Custom 404 pages and Google
Everyone wants to display friendly error pages for visitors to thier website. This is easy to do using a variety of methods, but are the common methods always the best decision? There are an abundance of pages that discuss how to make custom 404 error pages. While this practice is an excellent way to help direct misguided visitors to the correct area of your website, it can have some un-wanted side effects, particularly with search engine indexing.
It's simple enough to use the Apache ErrorDocument Directive to send people a friendlier page than the standard "File Not Found" message; but this can send the wrong message to search spiders and anything else not intended to actually display content to a viewer.

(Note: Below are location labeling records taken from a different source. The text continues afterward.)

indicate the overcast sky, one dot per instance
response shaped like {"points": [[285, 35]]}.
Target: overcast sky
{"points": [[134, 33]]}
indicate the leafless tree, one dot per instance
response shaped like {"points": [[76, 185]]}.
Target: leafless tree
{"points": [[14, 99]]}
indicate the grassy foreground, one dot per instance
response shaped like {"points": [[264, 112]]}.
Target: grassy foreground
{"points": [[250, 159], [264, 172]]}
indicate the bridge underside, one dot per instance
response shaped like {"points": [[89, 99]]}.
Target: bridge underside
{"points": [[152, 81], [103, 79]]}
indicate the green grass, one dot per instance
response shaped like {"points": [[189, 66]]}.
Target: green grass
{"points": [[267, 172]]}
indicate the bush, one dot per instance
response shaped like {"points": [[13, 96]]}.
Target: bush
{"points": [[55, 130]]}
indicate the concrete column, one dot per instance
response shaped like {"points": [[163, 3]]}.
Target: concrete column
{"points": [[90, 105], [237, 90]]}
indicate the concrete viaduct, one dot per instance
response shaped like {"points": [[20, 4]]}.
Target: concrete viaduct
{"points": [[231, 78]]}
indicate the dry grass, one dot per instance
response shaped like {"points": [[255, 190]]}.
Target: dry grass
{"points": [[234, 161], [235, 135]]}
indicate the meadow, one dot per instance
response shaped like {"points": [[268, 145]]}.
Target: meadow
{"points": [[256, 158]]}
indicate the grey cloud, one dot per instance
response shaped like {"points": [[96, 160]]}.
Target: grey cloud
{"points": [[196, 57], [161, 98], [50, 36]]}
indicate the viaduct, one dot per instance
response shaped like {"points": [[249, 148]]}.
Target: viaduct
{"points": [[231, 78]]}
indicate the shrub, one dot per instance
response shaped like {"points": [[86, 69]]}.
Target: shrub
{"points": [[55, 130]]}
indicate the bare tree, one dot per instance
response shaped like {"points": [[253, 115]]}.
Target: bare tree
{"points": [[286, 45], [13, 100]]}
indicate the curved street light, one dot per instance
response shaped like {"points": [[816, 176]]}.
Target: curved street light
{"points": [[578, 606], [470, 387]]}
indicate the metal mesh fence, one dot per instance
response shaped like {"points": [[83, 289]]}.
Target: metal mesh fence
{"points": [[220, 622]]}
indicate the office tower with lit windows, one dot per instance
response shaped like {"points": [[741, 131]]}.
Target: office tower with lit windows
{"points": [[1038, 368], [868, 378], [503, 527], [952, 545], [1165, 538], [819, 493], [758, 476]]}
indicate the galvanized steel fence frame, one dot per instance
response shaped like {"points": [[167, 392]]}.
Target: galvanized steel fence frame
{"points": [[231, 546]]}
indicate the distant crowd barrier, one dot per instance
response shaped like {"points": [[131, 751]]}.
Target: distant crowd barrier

Using the ErrorDocument directive to send 404s to a page on your site is great for the user, but it actually sends a "302 - Temporarily Moved" response to most spiders.
We noticed that Google still had outdated URLs from our site in it's listings and were curious why. When Google finds a link that would typically 404 but is handled by the ErrorDocument directive alone the server sends a 302 response. This leads Google to believe that the URL is still valid. According to RFC 2616's definition for a 302 Response, "The requested resource resides temporarily under a different URI." Since the redirect might be altered on occasion, the client should continue to use the Request-URI for future requests." So according to the RFC Google should keep the bad URL in the index since the redirect is not permanent.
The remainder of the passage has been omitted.